Based out of Cincinnati, Ohio, Mol Sullivan appeared on these pages just last month around the release of her excellent single, Eggshells. The track was the first taster of Mol’s upcoming album, GOOSE, a record she describes as, a “long exposure photograph” of fifteen years of songwriting. While the album won’t arrive until the start of January, today Mol is premiering the latest track to be taken from it, Still Tryin’.

Discussing Still Tryin’, Mol suggests the track picks up one of the major influences on her debut album, her sobriety from alcohol since the Spring of 2018. The track serves as something of a transition, the sun-dappled happiness of a newfound, alcohol-free headspace, peppered with just a hint of the shadows of past doubt and self-reproachment, “I was a chicken shit, couldn’t even go a day, all of your peaches, just beyond reachin’, the pink-lit sky turns to grey”. That sense of impermanence runs throughout the track, that feeling that everything good came from something bad, and could go back there in an instant, “one last cigarette, and I’m out of here, a flicker of red decay.

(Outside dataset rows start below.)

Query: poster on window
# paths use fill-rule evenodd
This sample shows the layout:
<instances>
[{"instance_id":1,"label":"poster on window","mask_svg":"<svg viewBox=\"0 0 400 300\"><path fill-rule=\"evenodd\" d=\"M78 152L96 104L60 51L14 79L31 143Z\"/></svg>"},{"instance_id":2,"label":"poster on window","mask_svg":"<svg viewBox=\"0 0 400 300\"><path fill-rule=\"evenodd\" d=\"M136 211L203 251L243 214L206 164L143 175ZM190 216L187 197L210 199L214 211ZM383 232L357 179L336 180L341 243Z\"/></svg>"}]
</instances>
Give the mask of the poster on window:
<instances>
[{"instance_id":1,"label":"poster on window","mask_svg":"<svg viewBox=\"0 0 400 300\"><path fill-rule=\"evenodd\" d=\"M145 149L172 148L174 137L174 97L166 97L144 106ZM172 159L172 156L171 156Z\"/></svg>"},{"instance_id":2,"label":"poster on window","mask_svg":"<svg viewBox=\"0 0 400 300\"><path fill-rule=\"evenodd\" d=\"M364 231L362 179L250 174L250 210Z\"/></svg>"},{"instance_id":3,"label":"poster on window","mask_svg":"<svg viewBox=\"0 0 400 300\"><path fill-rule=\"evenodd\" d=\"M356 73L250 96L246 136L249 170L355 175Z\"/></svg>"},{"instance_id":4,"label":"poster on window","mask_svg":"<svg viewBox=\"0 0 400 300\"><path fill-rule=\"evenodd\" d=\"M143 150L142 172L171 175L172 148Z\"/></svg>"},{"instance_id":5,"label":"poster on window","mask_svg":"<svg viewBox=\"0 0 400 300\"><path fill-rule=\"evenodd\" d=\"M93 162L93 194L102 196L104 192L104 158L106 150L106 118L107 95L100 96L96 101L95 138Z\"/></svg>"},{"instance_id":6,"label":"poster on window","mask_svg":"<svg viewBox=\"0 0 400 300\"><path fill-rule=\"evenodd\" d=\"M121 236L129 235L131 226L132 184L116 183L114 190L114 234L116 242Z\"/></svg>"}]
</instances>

Tell me one more joke, I’ll still smile if I can, and be your personal ashtray”.
Musically, the track is a delightfully woozy affair, recalling the likes of Katy Kirby or Lomelda, as Mol’s unhurried vocals are accompanied by slow-moving slacker-tinged guitars and the slow progress of the rhythm section, which wades forward despite the resistance, like a spoon through golden syrup. It gives the track a wonderfully unhurried quality, the audio equivalent of a lazy Sunday afternoon as if it’s got nowhere to be and no one to see. The opening track on GOOSE, Still Tryin’ seems like a wonderful scene setter for the album to follow, a swirling storm of ideas and emotions, it feels beautiful yet also fragile, a balloon ready to burst and spill out messy, brilliant humanity.